I have seen the robotics team at UP change a lot during my time here, and I have only been able to achieve recent successes based on the experience gained during my time with robotics. One of the biggest changes I had to make during my time with robotics was transitioning from physically building the robot to being a leader. When constructing the robot, my primary focus was on me and the robot. However, as I progressed in my development as a leader, I found myself having to step back from the physical construction and instead delegate tasks to others.

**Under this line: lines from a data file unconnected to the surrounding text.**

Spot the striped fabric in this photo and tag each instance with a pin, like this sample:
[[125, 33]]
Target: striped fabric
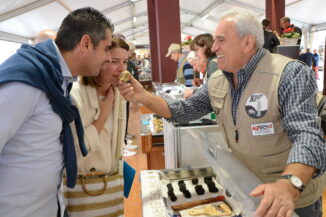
[[108, 204]]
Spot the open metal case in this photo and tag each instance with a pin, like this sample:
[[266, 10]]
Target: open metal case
[[203, 155]]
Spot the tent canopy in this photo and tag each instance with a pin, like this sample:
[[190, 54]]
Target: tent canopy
[[21, 20]]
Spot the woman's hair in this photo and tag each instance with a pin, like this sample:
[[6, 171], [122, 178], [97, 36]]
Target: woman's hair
[[246, 24], [92, 81], [205, 41]]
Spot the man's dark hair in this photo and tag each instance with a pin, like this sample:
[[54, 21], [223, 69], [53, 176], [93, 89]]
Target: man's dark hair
[[79, 23], [286, 19], [266, 22], [204, 40]]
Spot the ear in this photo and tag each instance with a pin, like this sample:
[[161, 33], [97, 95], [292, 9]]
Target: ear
[[250, 42], [85, 43]]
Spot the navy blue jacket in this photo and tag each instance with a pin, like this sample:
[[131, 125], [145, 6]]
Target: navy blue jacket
[[39, 67]]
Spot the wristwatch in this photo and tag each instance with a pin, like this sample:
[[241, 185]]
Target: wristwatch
[[295, 181]]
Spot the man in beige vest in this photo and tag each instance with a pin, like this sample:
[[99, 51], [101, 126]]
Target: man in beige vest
[[266, 104], [185, 72]]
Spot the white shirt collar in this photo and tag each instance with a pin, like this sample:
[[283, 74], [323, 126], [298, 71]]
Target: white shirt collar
[[64, 67]]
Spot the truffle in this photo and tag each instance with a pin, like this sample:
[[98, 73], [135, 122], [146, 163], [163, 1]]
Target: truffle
[[124, 76]]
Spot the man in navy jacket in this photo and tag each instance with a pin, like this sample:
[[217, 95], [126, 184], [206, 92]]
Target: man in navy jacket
[[35, 111]]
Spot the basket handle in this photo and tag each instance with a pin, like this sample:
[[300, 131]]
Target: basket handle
[[96, 192]]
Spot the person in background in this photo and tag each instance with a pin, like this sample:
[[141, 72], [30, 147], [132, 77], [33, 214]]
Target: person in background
[[103, 113], [45, 35], [315, 63], [307, 57], [202, 45], [270, 39], [35, 136], [265, 102], [185, 72], [288, 27]]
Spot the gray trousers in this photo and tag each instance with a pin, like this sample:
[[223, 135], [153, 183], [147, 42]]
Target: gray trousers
[[314, 210]]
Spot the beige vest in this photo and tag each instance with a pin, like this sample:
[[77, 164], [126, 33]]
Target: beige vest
[[105, 148], [180, 75], [266, 153]]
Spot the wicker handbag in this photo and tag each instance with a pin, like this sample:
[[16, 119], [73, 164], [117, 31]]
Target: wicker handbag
[[95, 194]]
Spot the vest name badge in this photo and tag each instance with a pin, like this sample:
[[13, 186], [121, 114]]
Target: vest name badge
[[262, 129]]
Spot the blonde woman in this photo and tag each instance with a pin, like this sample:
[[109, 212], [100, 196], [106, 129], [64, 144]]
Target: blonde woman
[[103, 111]]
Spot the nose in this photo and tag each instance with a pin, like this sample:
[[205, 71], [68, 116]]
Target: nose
[[214, 47], [108, 56]]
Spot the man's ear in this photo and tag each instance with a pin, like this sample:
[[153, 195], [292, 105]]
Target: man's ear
[[250, 42], [86, 43]]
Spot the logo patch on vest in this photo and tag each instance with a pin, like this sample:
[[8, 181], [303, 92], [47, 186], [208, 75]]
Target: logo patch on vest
[[256, 105], [262, 129]]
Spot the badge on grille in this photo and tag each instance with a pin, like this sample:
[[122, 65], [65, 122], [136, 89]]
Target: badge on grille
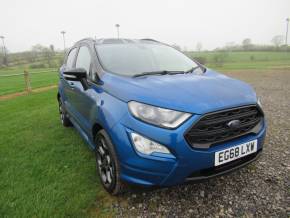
[[234, 124]]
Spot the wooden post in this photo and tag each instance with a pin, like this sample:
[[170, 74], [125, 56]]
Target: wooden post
[[27, 81]]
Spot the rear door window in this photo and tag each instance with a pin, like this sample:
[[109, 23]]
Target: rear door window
[[84, 59]]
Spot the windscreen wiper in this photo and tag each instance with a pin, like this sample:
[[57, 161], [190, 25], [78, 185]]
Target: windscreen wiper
[[191, 70], [161, 72]]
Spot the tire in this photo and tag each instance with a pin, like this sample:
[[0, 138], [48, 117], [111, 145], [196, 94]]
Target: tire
[[108, 167], [63, 115]]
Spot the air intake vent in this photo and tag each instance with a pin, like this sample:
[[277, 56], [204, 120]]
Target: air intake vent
[[214, 127]]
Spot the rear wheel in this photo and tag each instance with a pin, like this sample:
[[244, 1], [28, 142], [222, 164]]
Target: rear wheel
[[108, 166], [63, 115]]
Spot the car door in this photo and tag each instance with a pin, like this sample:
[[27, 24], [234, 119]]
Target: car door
[[85, 99], [68, 86]]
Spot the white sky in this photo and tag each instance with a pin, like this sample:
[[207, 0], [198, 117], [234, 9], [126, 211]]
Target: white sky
[[185, 22]]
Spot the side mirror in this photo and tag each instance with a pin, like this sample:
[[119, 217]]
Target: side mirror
[[77, 74]]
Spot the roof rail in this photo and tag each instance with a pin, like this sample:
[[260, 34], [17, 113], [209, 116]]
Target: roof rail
[[148, 39], [86, 39]]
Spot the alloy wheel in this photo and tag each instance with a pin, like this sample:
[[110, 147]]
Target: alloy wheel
[[105, 163]]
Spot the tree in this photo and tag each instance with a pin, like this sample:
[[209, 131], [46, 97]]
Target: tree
[[278, 40], [247, 44], [198, 46]]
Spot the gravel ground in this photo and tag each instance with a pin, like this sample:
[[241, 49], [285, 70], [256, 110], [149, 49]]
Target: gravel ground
[[261, 189]]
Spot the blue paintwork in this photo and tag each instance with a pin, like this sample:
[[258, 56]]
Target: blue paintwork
[[106, 105]]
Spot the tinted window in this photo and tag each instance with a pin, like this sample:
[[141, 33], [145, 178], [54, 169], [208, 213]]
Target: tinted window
[[70, 58], [84, 59], [134, 58]]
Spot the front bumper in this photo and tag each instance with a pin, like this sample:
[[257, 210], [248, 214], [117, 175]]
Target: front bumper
[[186, 164]]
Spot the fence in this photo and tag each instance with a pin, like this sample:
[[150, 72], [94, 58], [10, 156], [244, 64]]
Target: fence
[[26, 81]]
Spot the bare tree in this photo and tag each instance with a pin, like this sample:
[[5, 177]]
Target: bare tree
[[198, 46], [278, 40]]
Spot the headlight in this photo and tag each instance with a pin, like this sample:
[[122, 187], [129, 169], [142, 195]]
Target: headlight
[[157, 116], [146, 146]]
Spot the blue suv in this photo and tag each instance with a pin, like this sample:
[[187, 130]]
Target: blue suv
[[153, 116]]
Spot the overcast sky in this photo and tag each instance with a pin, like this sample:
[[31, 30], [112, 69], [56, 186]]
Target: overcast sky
[[214, 23]]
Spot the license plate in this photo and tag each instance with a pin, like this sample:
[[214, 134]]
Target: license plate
[[235, 152]]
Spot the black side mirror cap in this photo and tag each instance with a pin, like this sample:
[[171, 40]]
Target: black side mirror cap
[[77, 74]]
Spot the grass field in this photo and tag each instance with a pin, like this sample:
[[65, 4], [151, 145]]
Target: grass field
[[45, 169], [246, 60], [14, 84], [232, 61]]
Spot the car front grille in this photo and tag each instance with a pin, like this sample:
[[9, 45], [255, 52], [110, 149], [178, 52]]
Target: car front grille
[[214, 127]]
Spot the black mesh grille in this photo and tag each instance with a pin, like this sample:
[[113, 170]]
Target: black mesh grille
[[213, 127]]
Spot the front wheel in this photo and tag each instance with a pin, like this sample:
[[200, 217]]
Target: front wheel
[[108, 166]]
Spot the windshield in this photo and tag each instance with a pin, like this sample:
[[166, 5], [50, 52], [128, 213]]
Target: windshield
[[136, 58]]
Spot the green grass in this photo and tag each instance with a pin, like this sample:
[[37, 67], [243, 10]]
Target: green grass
[[45, 169], [16, 83], [252, 60]]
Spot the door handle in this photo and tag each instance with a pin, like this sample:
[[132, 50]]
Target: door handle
[[71, 84]]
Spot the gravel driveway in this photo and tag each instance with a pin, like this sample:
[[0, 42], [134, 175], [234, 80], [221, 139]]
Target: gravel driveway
[[262, 189]]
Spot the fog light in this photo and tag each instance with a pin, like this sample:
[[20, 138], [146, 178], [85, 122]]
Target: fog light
[[147, 146]]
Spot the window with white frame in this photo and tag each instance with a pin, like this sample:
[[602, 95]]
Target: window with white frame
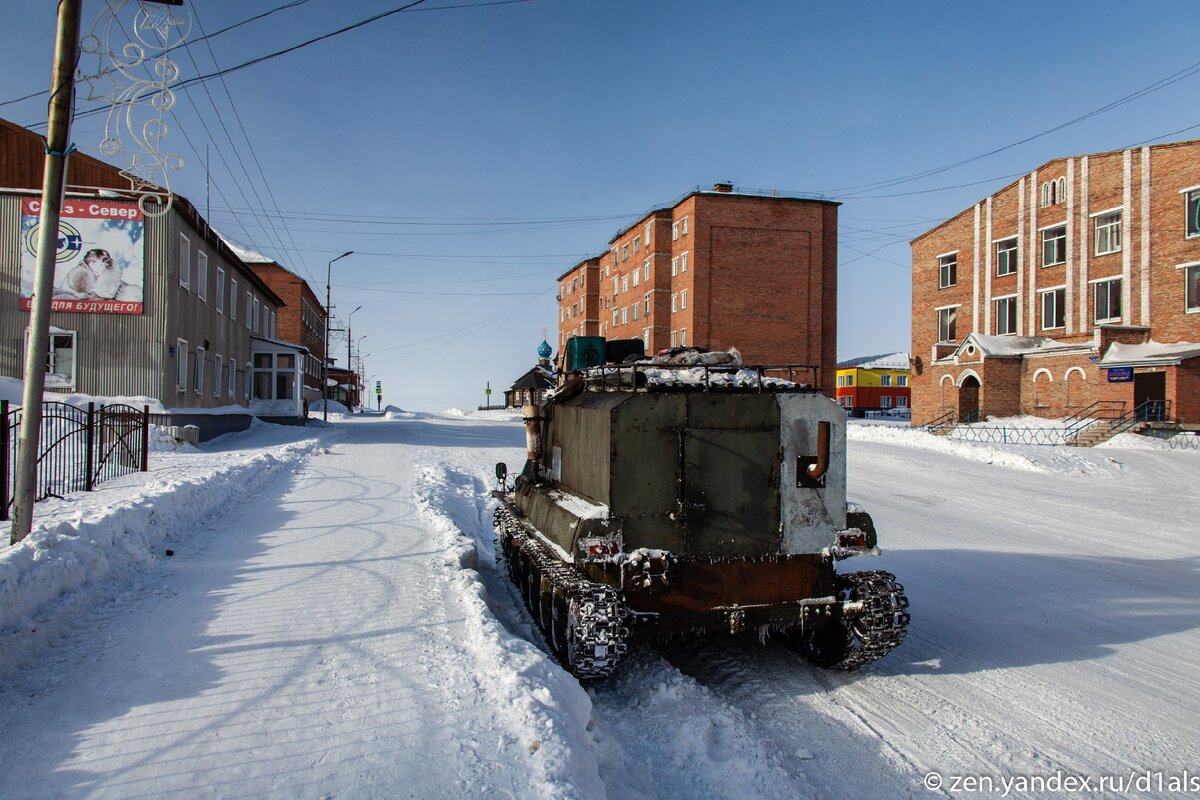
[[1054, 246], [181, 370], [60, 360], [946, 323], [1006, 316], [1108, 300], [947, 270], [1006, 257], [1054, 308], [185, 262], [198, 371], [202, 276], [1108, 233]]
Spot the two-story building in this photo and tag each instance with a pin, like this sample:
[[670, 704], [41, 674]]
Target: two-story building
[[1078, 282]]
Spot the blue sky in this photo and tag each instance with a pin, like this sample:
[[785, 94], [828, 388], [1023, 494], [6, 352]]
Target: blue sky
[[469, 156]]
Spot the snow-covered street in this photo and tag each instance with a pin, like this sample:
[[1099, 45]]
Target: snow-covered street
[[333, 625]]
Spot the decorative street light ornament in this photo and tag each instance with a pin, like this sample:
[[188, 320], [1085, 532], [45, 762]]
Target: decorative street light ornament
[[133, 71]]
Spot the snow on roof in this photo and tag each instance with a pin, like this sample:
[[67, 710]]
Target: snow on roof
[[1151, 353], [1002, 346], [882, 361]]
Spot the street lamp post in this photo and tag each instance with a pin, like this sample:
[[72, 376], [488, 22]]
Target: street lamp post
[[349, 365], [324, 355]]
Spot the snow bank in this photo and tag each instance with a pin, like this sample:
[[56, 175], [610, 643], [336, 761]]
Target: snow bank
[[85, 547], [544, 705]]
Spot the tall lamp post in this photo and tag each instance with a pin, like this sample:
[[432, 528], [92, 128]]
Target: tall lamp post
[[349, 365], [324, 356]]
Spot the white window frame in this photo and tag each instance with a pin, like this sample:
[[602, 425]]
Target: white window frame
[[1107, 283], [185, 262], [1107, 232], [1059, 241], [953, 323], [1008, 257], [1045, 294], [181, 368], [1009, 301]]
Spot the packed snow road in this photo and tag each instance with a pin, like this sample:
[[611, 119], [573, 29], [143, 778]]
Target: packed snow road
[[337, 627]]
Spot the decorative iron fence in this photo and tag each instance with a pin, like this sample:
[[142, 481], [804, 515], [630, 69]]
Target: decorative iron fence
[[77, 447]]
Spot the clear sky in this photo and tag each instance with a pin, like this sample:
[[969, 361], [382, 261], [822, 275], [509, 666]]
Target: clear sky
[[468, 156]]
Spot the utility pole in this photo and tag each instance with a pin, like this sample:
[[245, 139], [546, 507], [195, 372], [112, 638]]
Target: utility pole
[[58, 148]]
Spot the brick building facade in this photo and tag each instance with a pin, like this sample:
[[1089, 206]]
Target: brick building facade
[[717, 269], [1078, 282]]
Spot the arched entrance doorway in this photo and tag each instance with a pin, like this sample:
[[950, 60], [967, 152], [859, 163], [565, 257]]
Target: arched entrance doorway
[[969, 397]]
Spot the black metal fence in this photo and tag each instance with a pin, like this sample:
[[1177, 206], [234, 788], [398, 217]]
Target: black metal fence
[[77, 447]]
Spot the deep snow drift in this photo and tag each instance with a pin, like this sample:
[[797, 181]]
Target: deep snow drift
[[333, 624]]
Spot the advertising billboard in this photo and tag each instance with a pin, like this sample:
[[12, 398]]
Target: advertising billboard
[[100, 262]]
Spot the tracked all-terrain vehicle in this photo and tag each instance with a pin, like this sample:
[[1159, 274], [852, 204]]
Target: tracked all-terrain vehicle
[[665, 499]]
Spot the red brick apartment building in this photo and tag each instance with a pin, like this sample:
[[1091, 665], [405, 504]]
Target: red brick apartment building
[[717, 269], [1079, 282]]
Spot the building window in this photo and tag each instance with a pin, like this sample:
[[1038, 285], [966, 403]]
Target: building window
[[202, 276], [1108, 233], [185, 262], [1054, 308], [946, 324], [198, 371], [1054, 246], [947, 270], [1006, 257], [60, 360], [1006, 316], [181, 365], [1108, 300]]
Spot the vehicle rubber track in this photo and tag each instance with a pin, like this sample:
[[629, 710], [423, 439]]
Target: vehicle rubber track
[[881, 625], [583, 621]]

 Throughout this process, I have been able to develop a range of skills that will benefit me the rest of my life. On the technical side, I learned skills such as welding, operating milling machines, and general methods of metal fabrication. Getting into the metal shop to fabricate parts was a great opportunity for me to learn hands-on skills that will be very applicable to any job I have later in my career. Beyond technical skills, I also learned a lot of administrative and soft skills. Grant writing, large-scale project scheduling, and general leadership skills are all areas in which I have grown immensely thanks to my involvement with robotics. This shift in mindset was challenging, but ultimately rewarding, as it allowed me to take a step back and further develop my administrative skills, and I feel confident that I am well-equipped to tackle the challenges that await me in the future.

 Relating to GCSP

GCSP has helped me be a more well-rounded individual, and as a result, I was able to use the skills I learned both directly and indirectly to lead UPR to success, building strong relationships with my team members, mentors, and other stakeholders in the UP community. My experience with the UPR has also been an incredibly asset in job interviews. I am now much more prepared than I was, and I can now talk endlessly about the skills I developed with confidence.

 Looking at my specific challenge within GCSP, the Lunabotics competition perfectly fits the goal of "engineering tools for scientific discovery." Building a robot that can mine lunar soil as NASA tries to build a sustainable human presence on the moon exactly matches the goal of my challenge pushing the forefront of discovery. It taps directly into the curiosity about the world that drives me, and it makes me want to learn more. It represents a tangible example of how engineering can be used to facilitate scientific discovery, and I feel incredibly fortunate to have been a part of UPR.

 Conclusion

In conclusion, my time with the University of Portland Robotics Team has been an incredible learning experience that has helped me grow both personally and professionally. Through my involvement with GCSP I have been able to view my time with UPR in a new way and leverage the skills I developed to achieve success. I look forward to using the knowledge and experience I have gained to tackle the challenges that await me in my future career.